This is why the rise in atmospheric CO2 concentrations is causing an increase in CO2 dissolved in the ocean, and is messing up corals and other calcifying organisms that are inhibited by the excess of CO2.
Also, water that is supersaturated with a gas (like Pepsi, with CO2) releases some of that gas as soon as atmospheric air hits the top of the soda when you open the can (it releases the CO2 until it is in balance with the level of CO2 in the atmosphere). Similarly, you can supersaturate a liquid with a gas simply by putting the liquid in a container and putting the gas on top of it and pressurizing the thing -- I have a cap that attaches to a bottle and hooks to a CO2 cylinder to carbonate individual bottles of homebrew (really strong beer is a bear to carbonate naturally, since the yeast dies at a certain alcohol content).
The first part of your question -- about just what 'dissolved' means in the case of oxygen -- I guess I don't understand myself. Here's an answer by someone who claims to be a Biochem Prof Emeritus (
https://www.quora.com/How-does-oxyge...olar?share=1):
Q: "How does oxygen dissolve in water despite being non-polar?"
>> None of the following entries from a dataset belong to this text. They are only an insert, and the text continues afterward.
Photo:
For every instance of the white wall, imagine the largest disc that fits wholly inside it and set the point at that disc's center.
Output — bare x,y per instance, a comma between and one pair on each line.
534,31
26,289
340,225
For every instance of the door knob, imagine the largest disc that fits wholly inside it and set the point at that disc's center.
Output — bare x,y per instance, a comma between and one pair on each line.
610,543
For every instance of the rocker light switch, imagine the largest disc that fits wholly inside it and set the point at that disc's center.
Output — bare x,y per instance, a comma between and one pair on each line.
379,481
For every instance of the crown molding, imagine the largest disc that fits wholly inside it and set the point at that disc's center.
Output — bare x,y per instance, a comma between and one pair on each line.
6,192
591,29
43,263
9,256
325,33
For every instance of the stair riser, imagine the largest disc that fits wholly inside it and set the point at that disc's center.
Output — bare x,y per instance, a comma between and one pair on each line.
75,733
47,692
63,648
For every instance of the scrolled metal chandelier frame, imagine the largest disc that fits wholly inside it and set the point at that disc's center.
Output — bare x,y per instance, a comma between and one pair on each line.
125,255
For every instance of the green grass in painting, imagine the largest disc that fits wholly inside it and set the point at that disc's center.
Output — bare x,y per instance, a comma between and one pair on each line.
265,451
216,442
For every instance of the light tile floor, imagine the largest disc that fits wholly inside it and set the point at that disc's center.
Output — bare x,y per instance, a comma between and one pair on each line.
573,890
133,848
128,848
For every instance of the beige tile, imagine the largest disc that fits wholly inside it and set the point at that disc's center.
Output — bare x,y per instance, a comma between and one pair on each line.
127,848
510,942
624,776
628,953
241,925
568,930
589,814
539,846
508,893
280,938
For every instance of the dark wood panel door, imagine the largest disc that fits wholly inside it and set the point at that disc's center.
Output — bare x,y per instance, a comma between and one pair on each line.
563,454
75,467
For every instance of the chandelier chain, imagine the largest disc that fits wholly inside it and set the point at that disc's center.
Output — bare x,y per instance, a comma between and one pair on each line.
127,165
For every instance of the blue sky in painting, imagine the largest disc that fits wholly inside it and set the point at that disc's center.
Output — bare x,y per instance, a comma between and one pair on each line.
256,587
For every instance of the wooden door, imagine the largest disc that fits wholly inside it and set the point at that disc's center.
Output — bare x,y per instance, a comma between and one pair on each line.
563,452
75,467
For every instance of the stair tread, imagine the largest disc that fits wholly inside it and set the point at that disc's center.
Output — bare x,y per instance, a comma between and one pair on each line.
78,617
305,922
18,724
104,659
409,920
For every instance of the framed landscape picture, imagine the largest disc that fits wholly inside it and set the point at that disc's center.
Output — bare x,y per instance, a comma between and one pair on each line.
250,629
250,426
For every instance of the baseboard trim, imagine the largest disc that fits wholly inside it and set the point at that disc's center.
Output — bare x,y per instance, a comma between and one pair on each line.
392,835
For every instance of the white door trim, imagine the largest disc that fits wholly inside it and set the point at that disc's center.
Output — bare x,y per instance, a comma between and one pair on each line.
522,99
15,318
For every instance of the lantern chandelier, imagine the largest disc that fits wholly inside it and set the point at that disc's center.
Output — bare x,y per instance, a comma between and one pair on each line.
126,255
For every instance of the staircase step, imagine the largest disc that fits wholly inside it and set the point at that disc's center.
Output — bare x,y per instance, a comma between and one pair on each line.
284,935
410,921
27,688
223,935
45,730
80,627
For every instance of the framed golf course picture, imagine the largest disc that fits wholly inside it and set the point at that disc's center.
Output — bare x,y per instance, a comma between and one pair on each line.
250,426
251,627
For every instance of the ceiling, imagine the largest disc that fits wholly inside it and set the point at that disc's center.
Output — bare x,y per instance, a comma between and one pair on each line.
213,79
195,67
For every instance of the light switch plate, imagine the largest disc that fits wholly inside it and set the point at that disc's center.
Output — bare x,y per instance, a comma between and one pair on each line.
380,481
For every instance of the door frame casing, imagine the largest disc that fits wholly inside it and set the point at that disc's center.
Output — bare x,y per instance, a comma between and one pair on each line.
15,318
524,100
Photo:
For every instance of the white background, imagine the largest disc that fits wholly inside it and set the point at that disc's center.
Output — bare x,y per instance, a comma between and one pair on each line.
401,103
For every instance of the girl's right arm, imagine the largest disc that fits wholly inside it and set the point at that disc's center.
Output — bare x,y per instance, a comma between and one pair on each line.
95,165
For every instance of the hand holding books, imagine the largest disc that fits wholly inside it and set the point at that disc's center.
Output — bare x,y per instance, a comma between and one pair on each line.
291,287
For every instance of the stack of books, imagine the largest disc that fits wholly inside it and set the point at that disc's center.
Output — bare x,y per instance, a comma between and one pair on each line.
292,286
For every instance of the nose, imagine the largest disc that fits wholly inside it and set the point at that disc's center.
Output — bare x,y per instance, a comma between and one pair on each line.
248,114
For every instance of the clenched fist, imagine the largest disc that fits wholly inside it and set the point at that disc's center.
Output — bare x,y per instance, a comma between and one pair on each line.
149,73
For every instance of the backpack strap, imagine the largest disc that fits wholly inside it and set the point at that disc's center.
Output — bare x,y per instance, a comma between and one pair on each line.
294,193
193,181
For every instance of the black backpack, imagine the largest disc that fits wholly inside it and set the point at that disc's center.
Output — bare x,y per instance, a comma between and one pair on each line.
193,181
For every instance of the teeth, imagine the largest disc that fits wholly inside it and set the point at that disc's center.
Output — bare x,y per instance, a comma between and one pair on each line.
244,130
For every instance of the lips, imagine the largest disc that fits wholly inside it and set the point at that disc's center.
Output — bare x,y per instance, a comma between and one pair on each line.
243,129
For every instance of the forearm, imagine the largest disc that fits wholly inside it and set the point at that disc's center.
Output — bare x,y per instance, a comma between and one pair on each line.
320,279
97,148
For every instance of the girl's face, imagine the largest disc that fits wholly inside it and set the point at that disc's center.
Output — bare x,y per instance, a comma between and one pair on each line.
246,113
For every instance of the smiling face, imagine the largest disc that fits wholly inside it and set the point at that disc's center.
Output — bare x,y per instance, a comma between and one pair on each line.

A:"Non polar molecules do fit into cavities in water, or rather, water forms cavities to accommodate them even though the free energy for doing so is unfavorable. Once in the cavity, non polar molecules do have a force of attraction with water, namely, van der Waals - London dispersion interactions. All molecules are attracted to each other via these forces, even in the absence of other forces such as hydrogen bonds and electrostatic interactions."
There are entries in Wikipedia for Van der Waals forces and London dispersion interactions, but I didn't get very far reading them (though there is a fun little historical aside in the Van der Waals entry about gecko toes).
I'm sort of surprised a real career chemist hasn't jumped in here to correct my probably sloppy explanations (no offense to Ed, who certainly has more chemistry background than I do).